Step 1: Spices and Sauce
Ginger - about a 2" piece, skin removed
Garlic - 5 cloves or more to suit you
Black Cumin - 1 teaspoon (tsp)
Cumin - 1 tablespoon (TB)
Coriander - 2 tsp
Cardamom - 1/2 tsp
Black Pepper - 1 tsp
Red Pepper - 1 tsp to 1 TB depending on how hot you want it.
Turmeric - 2 tsp
Fenugreek Leaves - 1 TB
All of these spices can be adjusted to whatever you feel like. Add different ones, leave out some, make it your own.
Skin the onions and cut them into quarters and toss them into a blender. Add 1 cup of yogurt and dump in all of your spices. If the mixture has trouble getting ground up in the blender just add a little water or milk to get it going.
Some of my spices I just left whole. I knew this particular blender would pulverize them and make a smooth blend of it all.

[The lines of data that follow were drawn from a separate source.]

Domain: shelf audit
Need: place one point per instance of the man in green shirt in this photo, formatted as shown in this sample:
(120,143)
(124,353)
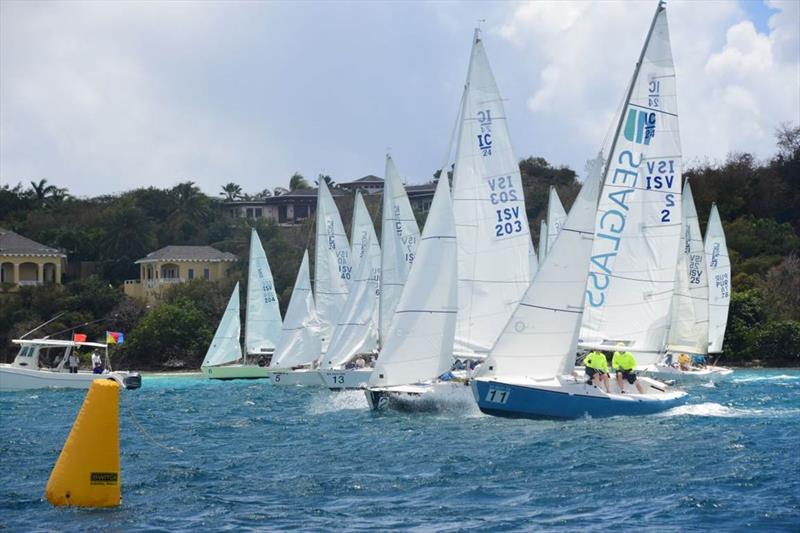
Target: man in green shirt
(624,364)
(597,368)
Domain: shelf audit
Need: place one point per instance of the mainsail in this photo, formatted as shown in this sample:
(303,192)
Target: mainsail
(356,329)
(719,281)
(262,328)
(638,227)
(300,339)
(332,270)
(489,210)
(555,218)
(689,323)
(225,347)
(539,340)
(419,345)
(400,234)
(362,240)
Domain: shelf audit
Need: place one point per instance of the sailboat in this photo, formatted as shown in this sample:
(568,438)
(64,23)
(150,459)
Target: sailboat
(494,238)
(355,337)
(419,344)
(300,343)
(530,370)
(262,323)
(689,334)
(555,218)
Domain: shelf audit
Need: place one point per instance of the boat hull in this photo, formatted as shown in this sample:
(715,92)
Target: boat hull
(425,397)
(304,377)
(16,378)
(560,399)
(345,379)
(706,374)
(226,372)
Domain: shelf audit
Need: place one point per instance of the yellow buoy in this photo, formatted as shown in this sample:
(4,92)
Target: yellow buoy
(87,470)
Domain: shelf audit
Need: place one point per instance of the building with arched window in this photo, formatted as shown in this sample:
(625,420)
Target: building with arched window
(27,262)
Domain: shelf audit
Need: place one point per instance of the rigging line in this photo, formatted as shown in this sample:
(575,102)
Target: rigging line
(144,432)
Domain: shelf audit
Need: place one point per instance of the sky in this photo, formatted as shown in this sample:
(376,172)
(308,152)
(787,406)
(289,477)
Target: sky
(103,97)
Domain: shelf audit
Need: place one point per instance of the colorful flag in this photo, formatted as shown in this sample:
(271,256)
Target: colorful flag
(115,337)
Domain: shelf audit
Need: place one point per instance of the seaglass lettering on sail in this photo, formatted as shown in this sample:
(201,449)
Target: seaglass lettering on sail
(637,229)
(489,209)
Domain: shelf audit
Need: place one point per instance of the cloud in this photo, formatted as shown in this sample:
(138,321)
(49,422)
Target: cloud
(735,85)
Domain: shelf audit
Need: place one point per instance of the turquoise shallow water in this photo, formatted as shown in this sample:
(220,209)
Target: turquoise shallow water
(250,456)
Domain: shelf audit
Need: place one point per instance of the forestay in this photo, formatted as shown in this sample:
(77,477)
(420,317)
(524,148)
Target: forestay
(540,338)
(262,328)
(719,281)
(356,329)
(225,347)
(400,234)
(332,270)
(542,240)
(555,217)
(300,339)
(637,230)
(489,210)
(419,344)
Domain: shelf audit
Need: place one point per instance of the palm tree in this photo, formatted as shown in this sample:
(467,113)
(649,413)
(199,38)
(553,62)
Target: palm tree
(297,181)
(231,192)
(41,190)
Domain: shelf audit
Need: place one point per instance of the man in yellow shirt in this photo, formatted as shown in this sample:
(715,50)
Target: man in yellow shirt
(597,368)
(624,364)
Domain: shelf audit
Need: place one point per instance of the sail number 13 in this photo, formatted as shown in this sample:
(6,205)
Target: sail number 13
(497,396)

Step 2: The Slices of the Lamb
I used lamb cuts from the leg. I rarely cook a whole leg of lamb so I had the butchers cut the legs into 3/4" steaks. I used about 2.5 pounds. Cut the meat up in to 1 to 2 inch pieces and toss them into your cooking vessel with a tablespoon of salt.
Step 3: Combine and Cook
Add the sauce from the blender to the meat in the pot and add a cup of cream. Mix all of that together and turn on the heat. Bring it up to a simmer and then cover and cook covered on low to medium-low for 1 1/2 hours. Give it a stir occasionally to make sure nothing is sticking to the bottom.
Step 4: Per-Tay-Ters
While your meat is cooking away on the stovetop grab some red or gold potatoes (1 1/2 to 2 pounds total) and cut them into quarters. I like the smaller potatoes for this. Peel them if you wish, I don't.
When you reach the end of the 1 1/2 hours of cooking add the potatoes and cook for another 30 to 45 minutes until the potatoes are tender.
Step 5: Sides and Adornments
While your curry is cooking away and making your house smell like an Indian street bazaar you should probably make basmati rice and dice up some cilantro to top your dish. Store bought naan is a lovely thing to keep around too.
Step 6: Ring the Dinner Bell
Serve it up on the rice with some hot, buttered naan and sprinkle with cilantro. It doesn't get much better. Tender chunks of lamb in a thick and flavorful sauce.
For those that are weird about eating lamb you can substitute whatever you like. If you use chicken though you'll want to cook the sauce separately for a while to reduce down and mix the flavors and then add your chicken later so you don't end up with chewy hockey pucks in your curry.